Когда мы пришли в паб, Ника нигде не было. Я была рада, что вокруг столько народу и шумно: по крайней мере, девчонки прекратили гестаповский допрос по поводу прошлой ночи. Дело не в том, что я не хотела делиться: просто я не представляла, как можно говорить о чем-то, чего я сама не понимаю. И мне не терпелось сделать это снова!
Как я должна себя вести? Скромничать, быть холодной или, наоборот, дружелюбной и открытой? В какой книжке, черт возьми, описаны все правила? В конце концов верх взяли испуг и волнение.
Весь вечер я пялилась на дверь. Наконец, часов в десять, вошел Грэхем. Сердце подскочило, но потом опустилось снова, быстрее, чем немецкая подлодка: я увидела, что он один.
— Где Ник? — спросила я, боясь услышав ответ.
— Не знаю, Карли, не уверен, что он сегодня придет.
Все сразу смутились; парни принялись разглядывать ботинки. Наверное, этому учат в Школе для Мужчин: «Когда один из твоих собратьев нагло кидает представительницу противоположного пола, надо немедленно уставиться в пол, иначе да покарает вас Бог Тестостерона».
Я онемела. Встала, схватила сумку и убежала, не задерживаясь ни на секунду, чтобы они не увидели моих слез, навернувшихся на глаза.
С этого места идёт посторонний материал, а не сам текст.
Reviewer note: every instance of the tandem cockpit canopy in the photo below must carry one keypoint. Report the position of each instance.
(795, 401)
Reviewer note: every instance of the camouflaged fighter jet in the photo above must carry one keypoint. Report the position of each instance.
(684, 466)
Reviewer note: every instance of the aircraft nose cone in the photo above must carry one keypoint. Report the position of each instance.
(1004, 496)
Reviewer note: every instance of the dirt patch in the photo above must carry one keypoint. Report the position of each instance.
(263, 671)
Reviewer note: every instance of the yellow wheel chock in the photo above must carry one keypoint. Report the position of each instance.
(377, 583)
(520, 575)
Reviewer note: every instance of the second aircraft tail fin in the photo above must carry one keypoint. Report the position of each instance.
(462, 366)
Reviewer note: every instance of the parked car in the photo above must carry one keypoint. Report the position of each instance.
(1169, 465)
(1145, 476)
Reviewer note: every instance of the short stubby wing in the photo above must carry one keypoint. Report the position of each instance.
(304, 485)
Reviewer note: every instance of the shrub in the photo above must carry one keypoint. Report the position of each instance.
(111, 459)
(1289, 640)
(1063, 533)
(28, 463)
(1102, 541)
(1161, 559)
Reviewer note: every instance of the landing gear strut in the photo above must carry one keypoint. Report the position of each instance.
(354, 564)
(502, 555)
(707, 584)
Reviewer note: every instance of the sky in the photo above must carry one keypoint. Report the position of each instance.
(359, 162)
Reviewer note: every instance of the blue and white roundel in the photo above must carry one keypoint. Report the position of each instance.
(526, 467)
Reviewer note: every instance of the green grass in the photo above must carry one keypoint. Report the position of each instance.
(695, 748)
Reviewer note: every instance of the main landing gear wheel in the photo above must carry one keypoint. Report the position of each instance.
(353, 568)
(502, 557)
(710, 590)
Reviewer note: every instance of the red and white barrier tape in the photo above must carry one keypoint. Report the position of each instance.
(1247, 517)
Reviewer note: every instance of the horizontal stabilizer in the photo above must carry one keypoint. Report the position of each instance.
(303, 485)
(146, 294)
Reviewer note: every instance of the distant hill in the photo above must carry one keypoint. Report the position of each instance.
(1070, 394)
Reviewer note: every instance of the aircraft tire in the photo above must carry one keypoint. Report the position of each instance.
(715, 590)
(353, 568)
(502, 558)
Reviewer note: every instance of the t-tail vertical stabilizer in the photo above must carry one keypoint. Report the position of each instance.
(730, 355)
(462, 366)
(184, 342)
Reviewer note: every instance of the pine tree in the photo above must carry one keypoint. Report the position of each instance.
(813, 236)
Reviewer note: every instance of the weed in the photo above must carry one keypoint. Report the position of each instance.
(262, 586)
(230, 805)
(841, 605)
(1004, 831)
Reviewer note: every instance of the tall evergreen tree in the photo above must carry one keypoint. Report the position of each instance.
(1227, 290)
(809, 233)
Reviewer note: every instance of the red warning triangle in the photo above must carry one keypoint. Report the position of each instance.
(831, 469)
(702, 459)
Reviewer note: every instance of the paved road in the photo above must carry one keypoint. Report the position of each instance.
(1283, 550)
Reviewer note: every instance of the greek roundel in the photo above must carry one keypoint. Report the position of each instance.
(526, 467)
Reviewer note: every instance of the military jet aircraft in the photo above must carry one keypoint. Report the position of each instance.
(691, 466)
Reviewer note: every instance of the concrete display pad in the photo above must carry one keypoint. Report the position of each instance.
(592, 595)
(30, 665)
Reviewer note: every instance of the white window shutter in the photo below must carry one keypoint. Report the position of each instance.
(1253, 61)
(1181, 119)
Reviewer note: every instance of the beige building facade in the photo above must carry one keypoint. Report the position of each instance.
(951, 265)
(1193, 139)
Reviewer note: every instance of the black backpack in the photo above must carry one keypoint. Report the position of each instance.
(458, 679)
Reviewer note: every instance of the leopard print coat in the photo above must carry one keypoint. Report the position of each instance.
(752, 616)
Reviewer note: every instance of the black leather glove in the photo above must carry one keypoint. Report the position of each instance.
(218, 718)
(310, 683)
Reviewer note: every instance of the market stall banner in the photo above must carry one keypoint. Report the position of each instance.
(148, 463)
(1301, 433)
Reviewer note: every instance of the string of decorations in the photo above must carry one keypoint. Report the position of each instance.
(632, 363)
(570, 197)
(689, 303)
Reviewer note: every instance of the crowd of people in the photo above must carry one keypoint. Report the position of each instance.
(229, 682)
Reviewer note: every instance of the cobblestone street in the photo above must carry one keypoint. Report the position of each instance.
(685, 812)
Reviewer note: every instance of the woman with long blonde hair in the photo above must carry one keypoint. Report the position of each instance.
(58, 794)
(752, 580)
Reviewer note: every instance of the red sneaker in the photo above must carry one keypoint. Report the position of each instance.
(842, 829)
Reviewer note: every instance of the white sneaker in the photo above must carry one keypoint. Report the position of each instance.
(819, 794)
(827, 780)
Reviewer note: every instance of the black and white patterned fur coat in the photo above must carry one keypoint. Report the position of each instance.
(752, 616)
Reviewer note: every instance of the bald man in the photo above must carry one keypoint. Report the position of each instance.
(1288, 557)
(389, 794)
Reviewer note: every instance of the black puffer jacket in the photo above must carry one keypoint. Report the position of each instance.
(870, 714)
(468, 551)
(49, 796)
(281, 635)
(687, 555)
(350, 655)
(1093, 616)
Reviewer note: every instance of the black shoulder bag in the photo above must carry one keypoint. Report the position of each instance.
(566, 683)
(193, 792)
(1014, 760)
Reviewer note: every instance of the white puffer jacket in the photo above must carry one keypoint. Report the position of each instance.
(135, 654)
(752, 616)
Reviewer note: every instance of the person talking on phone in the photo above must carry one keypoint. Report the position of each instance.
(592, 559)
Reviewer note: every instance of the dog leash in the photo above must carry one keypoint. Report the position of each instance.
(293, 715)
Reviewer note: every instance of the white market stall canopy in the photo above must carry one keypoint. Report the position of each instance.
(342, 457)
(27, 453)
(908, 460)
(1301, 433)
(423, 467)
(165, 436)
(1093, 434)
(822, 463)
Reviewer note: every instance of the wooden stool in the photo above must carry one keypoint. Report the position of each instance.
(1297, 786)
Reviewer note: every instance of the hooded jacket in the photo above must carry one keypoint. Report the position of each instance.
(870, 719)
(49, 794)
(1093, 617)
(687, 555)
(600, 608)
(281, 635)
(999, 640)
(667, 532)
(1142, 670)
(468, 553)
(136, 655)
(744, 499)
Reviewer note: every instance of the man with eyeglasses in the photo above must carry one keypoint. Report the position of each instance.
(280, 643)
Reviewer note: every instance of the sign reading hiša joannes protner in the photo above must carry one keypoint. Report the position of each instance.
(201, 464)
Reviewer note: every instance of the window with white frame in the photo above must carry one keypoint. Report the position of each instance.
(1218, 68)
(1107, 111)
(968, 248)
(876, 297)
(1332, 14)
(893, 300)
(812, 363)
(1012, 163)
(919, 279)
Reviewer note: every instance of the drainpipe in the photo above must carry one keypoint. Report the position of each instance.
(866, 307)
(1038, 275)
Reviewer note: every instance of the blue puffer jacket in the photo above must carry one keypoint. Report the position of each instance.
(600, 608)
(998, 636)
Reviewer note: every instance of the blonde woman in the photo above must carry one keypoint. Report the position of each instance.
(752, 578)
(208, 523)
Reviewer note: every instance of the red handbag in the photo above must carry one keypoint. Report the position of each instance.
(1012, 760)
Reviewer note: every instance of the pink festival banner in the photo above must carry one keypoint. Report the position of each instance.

Мне казалось, что я пробежала много миль, прежде чем оказаться на пляже. В мозгу крутилась мантра: «Мерзавец, мерзавец, мерзавец». Раньше со мной никогда такого не случалось. Ни один парень никогда не бросал меня и не расстраивал, не говоря уж о том, чтобы вызвать слезы. Я всегда считала себя неуязвимой.
Наткнувшись на перевернутую лодку, я опустилась рядом, повернувшись к морю лицом. Ну почему в кризисный момент перед глазами всегда появляется мама, читающая мне нравоучения?
«Знай: всем им нужно только одно».
«Никогда не соглашайся на секс, потому что наутро тебя просто выкинут, как вчерашнюю газету».
Мне хотелось биться головой об эту лодку, лишь бы избавиться от мыслей. А еще лучше — впасть в кому.
Там он и нашел меня через несколько часов — с опухшими, как у лягушонка Кермита[2], глазами, въевшейся в кожу тушью и прилипшими к голове волосами, похожими на вязаную шапочку. Вид у меня был, как у террориста-амфибии.